Messenger-Inquirer - 1/14/2021

Jan. 14—A bill approved Wednesday would set minimum training standards for home health agencies who work with patients with Alzheimer's disease and symptoms of dementia.

Advocates for the bill told the Senate Health and Welfare Committee that the bill is needed to provide improved care to people receiving it in their homes and to help retain people who work with Alzheimer's patients.

Senate Bill 61 calls for people who are employed by home health agencies to receive at least six hours of state-approved training within 60 days of being hired, and to receive at least three hours of continuing education annually.

The training programs would be certified by the Cabinet for Health and Family Services. The bill contains penalties for home health businesses that don't meet the training requirements.

Workers would receive a certificate after successfully completing their initial training and that certification would be portable from job to job.

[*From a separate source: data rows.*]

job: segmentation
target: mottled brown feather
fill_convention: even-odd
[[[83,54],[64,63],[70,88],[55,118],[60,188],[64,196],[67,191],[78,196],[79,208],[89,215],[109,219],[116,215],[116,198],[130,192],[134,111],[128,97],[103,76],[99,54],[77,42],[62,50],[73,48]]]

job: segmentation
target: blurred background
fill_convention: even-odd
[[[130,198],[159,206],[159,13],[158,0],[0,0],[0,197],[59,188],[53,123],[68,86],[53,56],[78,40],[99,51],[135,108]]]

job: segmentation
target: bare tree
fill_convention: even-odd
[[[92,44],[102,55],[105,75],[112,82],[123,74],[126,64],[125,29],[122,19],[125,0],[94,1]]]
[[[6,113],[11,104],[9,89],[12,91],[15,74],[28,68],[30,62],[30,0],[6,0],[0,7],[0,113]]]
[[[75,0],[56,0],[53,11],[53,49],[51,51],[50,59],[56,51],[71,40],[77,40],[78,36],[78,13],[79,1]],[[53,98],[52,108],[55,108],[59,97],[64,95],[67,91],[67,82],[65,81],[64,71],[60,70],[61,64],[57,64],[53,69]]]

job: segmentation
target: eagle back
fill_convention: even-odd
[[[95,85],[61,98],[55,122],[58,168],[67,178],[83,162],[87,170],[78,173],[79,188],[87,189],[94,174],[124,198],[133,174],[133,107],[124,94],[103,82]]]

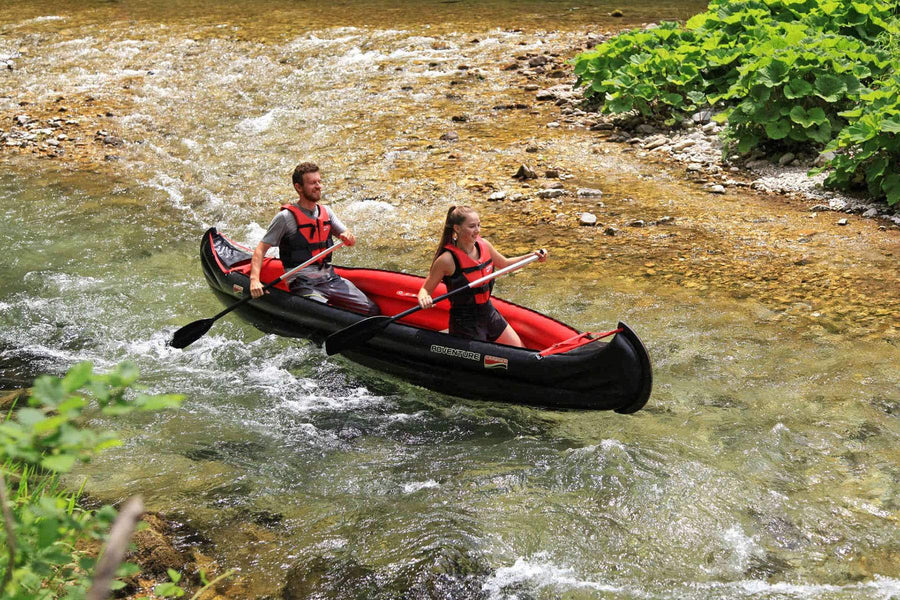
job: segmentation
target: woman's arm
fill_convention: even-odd
[[[500,252],[496,248],[494,248],[493,244],[491,244],[484,238],[481,239],[484,240],[484,243],[487,244],[488,250],[490,250],[491,252],[491,260],[494,261],[495,270],[505,269],[509,265],[525,260],[532,255],[536,255],[538,257],[538,262],[544,262],[545,260],[547,260],[547,251],[543,248],[541,248],[540,250],[535,250],[534,252],[529,252],[528,254],[523,254],[522,256],[506,258],[502,254],[500,254]]]
[[[419,306],[422,308],[431,308],[434,306],[434,302],[432,302],[431,299],[434,288],[441,282],[441,279],[447,275],[453,274],[455,269],[453,257],[447,252],[438,256],[434,262],[431,263],[428,277],[425,278],[425,283],[422,284],[422,287],[419,288],[419,293],[416,294],[416,297],[419,299]]]

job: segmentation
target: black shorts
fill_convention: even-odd
[[[494,305],[450,308],[450,335],[481,342],[493,342],[506,330],[509,324]]]
[[[316,302],[352,310],[367,316],[380,314],[378,305],[369,300],[358,287],[340,275],[333,275],[321,281],[310,282],[297,277],[291,281],[291,292]]]

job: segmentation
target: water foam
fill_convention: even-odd
[[[343,56],[338,57],[335,63],[341,67],[369,66],[383,60],[384,54],[377,50],[364,52],[358,46],[350,48]]]
[[[722,539],[731,550],[729,567],[737,573],[743,573],[750,566],[750,560],[762,556],[764,552],[756,541],[748,536],[739,525],[732,525],[722,535]]]
[[[415,494],[420,490],[434,489],[439,487],[441,487],[441,484],[439,484],[434,479],[429,479],[427,481],[413,481],[411,483],[404,483],[402,489],[404,494]]]
[[[504,589],[509,586],[530,584],[539,588],[556,590],[588,588],[599,592],[621,593],[626,591],[620,586],[598,581],[582,579],[570,567],[560,567],[546,560],[546,553],[535,555],[535,559],[517,558],[511,567],[501,567],[494,571],[482,585],[482,591],[488,592],[491,598],[504,598]],[[633,590],[629,590],[634,594]]]
[[[65,21],[66,19],[68,19],[68,17],[62,17],[59,15],[46,15],[43,17],[35,17],[33,19],[22,21],[21,25],[27,25],[29,23],[46,23],[49,21]]]
[[[279,112],[281,112],[280,109],[273,108],[272,110],[258,117],[248,117],[235,125],[235,128],[242,133],[263,133],[264,131],[268,131],[269,128],[272,127],[272,123],[275,122],[275,117],[278,116]]]
[[[698,588],[724,589],[729,597],[747,594],[751,597],[790,596],[820,600],[831,596],[845,597],[847,593],[859,592],[867,599],[893,600],[900,594],[900,579],[876,575],[870,581],[836,585],[828,583],[769,583],[759,579],[734,582],[714,582],[694,584]]]

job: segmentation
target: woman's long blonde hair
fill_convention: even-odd
[[[444,246],[454,241],[453,226],[462,225],[465,222],[466,217],[474,213],[475,209],[470,206],[450,207],[450,210],[447,211],[447,219],[444,221],[444,230],[441,232],[441,241],[438,242],[437,250],[434,252],[434,258],[431,259],[432,263],[441,255],[441,250],[443,250]]]

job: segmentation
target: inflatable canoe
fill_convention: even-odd
[[[226,306],[250,293],[250,248],[211,228],[203,234],[200,254],[206,280]],[[417,305],[422,277],[340,266],[335,271],[365,292],[384,315],[397,315]],[[264,259],[263,283],[283,274],[281,261]],[[434,296],[444,292],[440,284]],[[444,301],[390,323],[343,354],[367,367],[463,398],[619,413],[636,412],[647,403],[652,387],[650,358],[626,324],[603,333],[579,332],[501,298],[494,297],[492,302],[525,348],[446,333],[449,302]],[[316,343],[365,318],[291,294],[284,282],[235,312],[266,333]]]

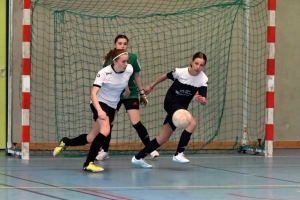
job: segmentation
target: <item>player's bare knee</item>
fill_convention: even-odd
[[[195,130],[197,127],[197,121],[194,117],[192,117],[190,125],[187,127],[188,129]]]
[[[100,132],[107,137],[110,133],[110,125],[102,127]]]
[[[159,145],[163,145],[164,143],[166,143],[169,140],[169,138],[167,137],[162,137],[162,136],[157,136],[156,137],[156,141]]]

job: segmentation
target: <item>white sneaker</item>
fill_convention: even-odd
[[[105,160],[109,158],[108,152],[105,152],[103,149],[98,152],[98,155],[96,156],[96,160]]]
[[[156,158],[159,156],[159,153],[156,150],[154,150],[150,153],[150,156],[151,156],[151,158]]]
[[[173,161],[178,163],[189,163],[190,161],[184,157],[183,153],[178,153],[177,156],[173,156]]]
[[[146,163],[146,161],[143,158],[138,160],[135,158],[135,156],[132,157],[131,163],[134,165],[137,165],[139,167],[146,168],[146,169],[152,168],[152,165],[149,165],[148,163]]]

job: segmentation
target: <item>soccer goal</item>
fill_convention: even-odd
[[[237,150],[264,142],[267,0],[32,0],[26,8],[30,34],[25,34],[25,43],[30,53],[23,61],[22,98],[24,103],[25,88],[30,104],[23,105],[23,118],[28,119],[28,124],[23,120],[23,148],[30,154],[53,150],[62,137],[89,132],[91,86],[118,34],[129,38],[144,85],[189,66],[195,52],[207,55],[208,103],[193,102],[189,107],[198,126],[188,150]],[[151,138],[159,134],[165,118],[163,100],[170,84],[158,85],[147,107],[141,108],[141,121]],[[175,149],[180,132],[160,151]],[[110,150],[121,154],[142,147],[121,107]],[[68,148],[67,153],[87,148]]]

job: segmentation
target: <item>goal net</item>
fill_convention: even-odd
[[[265,0],[33,0],[30,148],[52,150],[62,137],[89,132],[91,87],[119,34],[129,38],[128,51],[138,56],[143,85],[189,66],[198,51],[207,55],[208,103],[189,106],[198,126],[188,150],[235,149],[245,132],[247,142],[263,139],[267,21]],[[171,83],[155,87],[147,107],[141,107],[151,139],[160,133]],[[176,149],[181,131],[161,151]],[[110,150],[141,148],[121,107]]]

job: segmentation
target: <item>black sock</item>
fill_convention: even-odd
[[[142,124],[141,121],[132,125],[135,128],[136,132],[138,133],[139,137],[141,138],[143,144],[146,146],[150,142],[149,134],[145,126]]]
[[[184,152],[187,144],[189,143],[189,141],[191,139],[191,135],[192,135],[192,133],[189,133],[186,130],[184,130],[181,133],[180,140],[179,140],[179,143],[178,143],[178,147],[177,147],[175,156],[177,156],[178,153]]]
[[[88,141],[86,140],[87,134],[82,134],[79,135],[76,138],[63,138],[62,141],[67,145],[67,146],[82,146],[86,145]]]
[[[102,144],[102,149],[105,152],[108,152],[109,143],[110,143],[110,140],[111,140],[111,130],[112,130],[112,127],[113,127],[113,125],[110,125],[109,135],[106,137],[106,139],[103,141],[103,144]]]
[[[101,144],[103,143],[103,141],[106,139],[106,137],[102,134],[99,133],[95,139],[93,140],[89,153],[87,155],[86,161],[84,163],[84,166],[88,166],[90,162],[94,162],[99,149],[101,148]]]
[[[145,148],[143,148],[138,154],[135,155],[136,159],[145,158],[148,154],[150,154],[152,151],[160,147],[158,144],[156,138],[154,138],[151,142],[149,142]]]

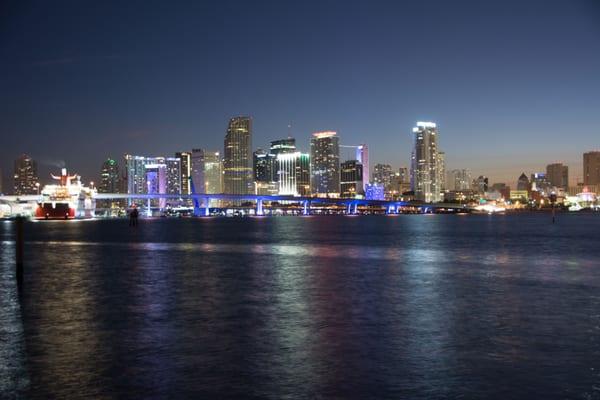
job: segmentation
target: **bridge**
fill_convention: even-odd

"It's no secret Alzheimer's patients are increasing at an alarming rate," the bill's sponsor, Sen. Stephen Meredith, told committee members. Meredith, a Leitchfield Republican, said while the number of patients needing Alzheimer's or dementia care has risen, the turnover of home health agency employees who work with those patients is high.

In 2018, turnover for that group of caregivers was 85%, Meredith said. Currently, the turnover rate "exceeds 60%," he said.

If workers don't receive adequate training on how to work with Alzheimer's patients, the result is "work dissatisfaction and work stress," Meredith said.

The hope is that home health workers getting specific training on Alzheimer's disease and dementia will keep them in the profession and will help them advance in their careers, he said.

Mackenzie Longoria, public policy director for the Alzheimer's Association'sGreater Kentucky and Southern Indiana Chapter, said the bill addresses people who provide direct health services and those who work as personal aides doing non-medical tasks.

The majority of Alzheimer's and dementia patients would prefer to stay in their homes with aid rather than living in a facility, Longoria said. Keeping a person in their home for as long as possible is the most cost-effective option, she said.

"The problem is the workforce has been lagging" in adequate training, she said. Personal service workers performing non-medical tasks "is a wholly unregulated part of the workforce."

Inadequate training for home health and personal aides puts clients at risk and also created hazards for workers, Longoria said.

"Home health aides make up some of the highest percentages of on-the-job injury," because an aide doesn't understand the physical and emotional needs of the client, she said.

The bill calls for training to be available either in-person or online, and applies only to agencies that provide home health workers and aides to Alzheimer's patients, not to individuals hired informally.

"What we are really trying to address are those companies that hold themselves out as Alzheimer's providers," Meredith said.

But Longoria said she supports making the training at least available to private individuals who want it.

"I would absolutely love for the training to be available to them," she said.

The bill next goes to the full Senate for approval.